The Comparative Fault Act, adopted in derogation of the common law,
must be strictly construed. Snodgrass, 578 N.E.2d at 673. "It is well
settled that the legislature does not intend by a statute to make any
change in the common law beyond what it declares either in express terms or
by unmistakable implication." Id. at 673; see also Durham ex rel. Estate
of Wade v. U-Haul Int'l,745 N.E.2d 755, 767 (Ind. 2001); S. Bend Cmty. Sch.
Corp. v. Widawski, 622 N.E.2d 160, 162 (Ind. 1993); N. Ind. Pub. Serv. Co.
v. Citizens Action Coalition of Ind., Inc., 548 N.E.2d 153, 159 (Ind.

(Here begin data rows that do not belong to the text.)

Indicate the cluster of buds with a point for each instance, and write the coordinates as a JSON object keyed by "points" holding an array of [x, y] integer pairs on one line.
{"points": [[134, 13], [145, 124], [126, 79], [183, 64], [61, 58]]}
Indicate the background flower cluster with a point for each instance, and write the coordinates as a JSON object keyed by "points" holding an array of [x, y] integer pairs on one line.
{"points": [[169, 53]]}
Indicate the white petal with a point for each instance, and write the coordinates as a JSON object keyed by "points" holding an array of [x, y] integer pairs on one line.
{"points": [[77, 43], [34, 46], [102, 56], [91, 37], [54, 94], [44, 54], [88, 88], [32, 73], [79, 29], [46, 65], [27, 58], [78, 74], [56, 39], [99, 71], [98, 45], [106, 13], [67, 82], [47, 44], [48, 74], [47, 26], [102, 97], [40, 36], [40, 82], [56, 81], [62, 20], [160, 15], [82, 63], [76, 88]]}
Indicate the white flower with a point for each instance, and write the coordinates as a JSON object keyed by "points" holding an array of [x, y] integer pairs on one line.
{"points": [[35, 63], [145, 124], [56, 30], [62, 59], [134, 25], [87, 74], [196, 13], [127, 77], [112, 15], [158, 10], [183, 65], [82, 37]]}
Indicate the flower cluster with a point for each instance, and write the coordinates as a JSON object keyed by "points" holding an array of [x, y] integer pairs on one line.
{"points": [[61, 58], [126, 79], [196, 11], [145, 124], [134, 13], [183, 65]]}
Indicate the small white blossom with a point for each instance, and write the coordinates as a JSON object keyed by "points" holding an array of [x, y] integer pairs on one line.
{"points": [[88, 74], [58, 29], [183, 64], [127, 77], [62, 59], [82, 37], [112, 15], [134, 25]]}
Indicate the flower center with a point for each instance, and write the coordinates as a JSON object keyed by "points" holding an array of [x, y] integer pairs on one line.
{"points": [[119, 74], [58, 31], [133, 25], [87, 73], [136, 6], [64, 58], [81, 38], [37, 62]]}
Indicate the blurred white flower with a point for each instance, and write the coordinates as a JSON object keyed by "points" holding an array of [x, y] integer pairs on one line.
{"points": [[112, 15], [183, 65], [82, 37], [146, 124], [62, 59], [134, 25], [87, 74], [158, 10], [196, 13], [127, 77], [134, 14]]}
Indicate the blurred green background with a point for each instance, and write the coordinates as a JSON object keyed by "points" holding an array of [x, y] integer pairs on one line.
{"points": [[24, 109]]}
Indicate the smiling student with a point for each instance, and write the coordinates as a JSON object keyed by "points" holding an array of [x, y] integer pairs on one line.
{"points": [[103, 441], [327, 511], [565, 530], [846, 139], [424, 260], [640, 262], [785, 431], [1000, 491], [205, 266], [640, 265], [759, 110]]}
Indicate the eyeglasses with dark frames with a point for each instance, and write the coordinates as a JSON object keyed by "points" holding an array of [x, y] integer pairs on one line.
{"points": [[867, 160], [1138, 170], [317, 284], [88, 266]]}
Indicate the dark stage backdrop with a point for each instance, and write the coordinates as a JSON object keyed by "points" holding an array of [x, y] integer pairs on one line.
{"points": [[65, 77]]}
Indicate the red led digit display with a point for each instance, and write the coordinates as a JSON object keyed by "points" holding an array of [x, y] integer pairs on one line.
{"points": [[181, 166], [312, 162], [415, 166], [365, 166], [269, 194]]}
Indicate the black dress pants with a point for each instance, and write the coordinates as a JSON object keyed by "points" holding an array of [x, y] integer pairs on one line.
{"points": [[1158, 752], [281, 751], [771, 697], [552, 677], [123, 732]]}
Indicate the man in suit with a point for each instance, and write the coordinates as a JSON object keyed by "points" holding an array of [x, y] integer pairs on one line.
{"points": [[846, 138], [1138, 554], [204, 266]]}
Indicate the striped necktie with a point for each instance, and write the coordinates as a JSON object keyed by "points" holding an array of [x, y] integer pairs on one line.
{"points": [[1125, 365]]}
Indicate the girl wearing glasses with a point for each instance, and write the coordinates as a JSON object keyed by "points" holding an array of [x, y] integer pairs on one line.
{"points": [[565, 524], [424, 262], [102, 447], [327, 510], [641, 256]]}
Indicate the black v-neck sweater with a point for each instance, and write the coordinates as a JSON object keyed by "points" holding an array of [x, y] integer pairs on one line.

1989); State Farm Fire & Cas. Co. v. Structo Div., King Seeley Thermos Co.,
540 N.E.2d 597, 598 (Ind. 1989).
Under common law, joint tortfeasors are subject to both joint and
several liability, and a tortfeasor may be "liable for the entire loss
sustained by the plaintiff, even though [the tortfeasor's] act concurred or
combined with that of another wrongdoer to produce the result." W. Page
Keeton et. al., Prosser and Keeton on the Law of Torts § 47 at 328 (5th ed.
1984); see also Cooper v. Robert Hall Clothes, Inc., 390 N.E.2d 155, 157
(Ind. 1979); Hoesel v. Cain, 222 Ind. 330, 345, 53 N.E.2d 165, 171 (Ind.
1944); Kizer v. Hazelett, 221 Ind. 575, 576-77, 49 N.E.2d 543, 544 (Ind.
1943); Jackson v. Record, 211 Ind. 141, 145, 5 N.E.2d 897, 898-99 (Ind.
1937).
The Indiana Comparative Fault Act did not by express terms or
unmistakable implication abrogate the common law principle of joint and
several liability for joint tortfeasors.[5] Furthermore, despite our
decisions beginning in 1989 noting this omission, the legislature has not
since chosen to enact such abrogation. For these reasons, I dissent to the
majority's assertion that the Act requires liability to be apportioned
among joint tortfeasors in proportion to their fault.
-----------------------
[1]“Superseding” and “intervening” have been used interchangeably by this
Court to refer to an act of another that cuts off the liability of the
original actor. E.g., Vernon v. Kroger Co., 712 N.E.2d 976, 981 (Ind.
1999). According to Black’s Law Dictionary, any subsequent negligent act
is an intervening act, but only if the act is deemed superseding will the
original negligent actor be relieved of liability. Black’s Law Dictionary
212 (7th ed. 1999).
[2] Two other factors, dealing with acts subsequent to the first
intervening act and intentional torts or criminal acts, are also listed.
[3] Because we conclude that this instruction was properly refused for
other reasons, we reserve judgment on the issue of whether the second
paragraph is a correct statement of law. However, we note that this
paragraph arguably injects an erroneous “but for” test into the causation
analysis.
[4] Although this Court has never directly confronted and answered
whether the Act abrogates joint and several liability, I acknowledge that
there exists dicta assuming its abrogation in Cahoon v. Cummings, 734
N.E.2d 535, 541 (Ind. 2000).
[5] In contrast to the Comparative Fault Act, the Indiana Products
Liability Act explicitly abrogates the common law principle of joint and
several liability in products liability cases. See Ind.Code § 34-20-7-1.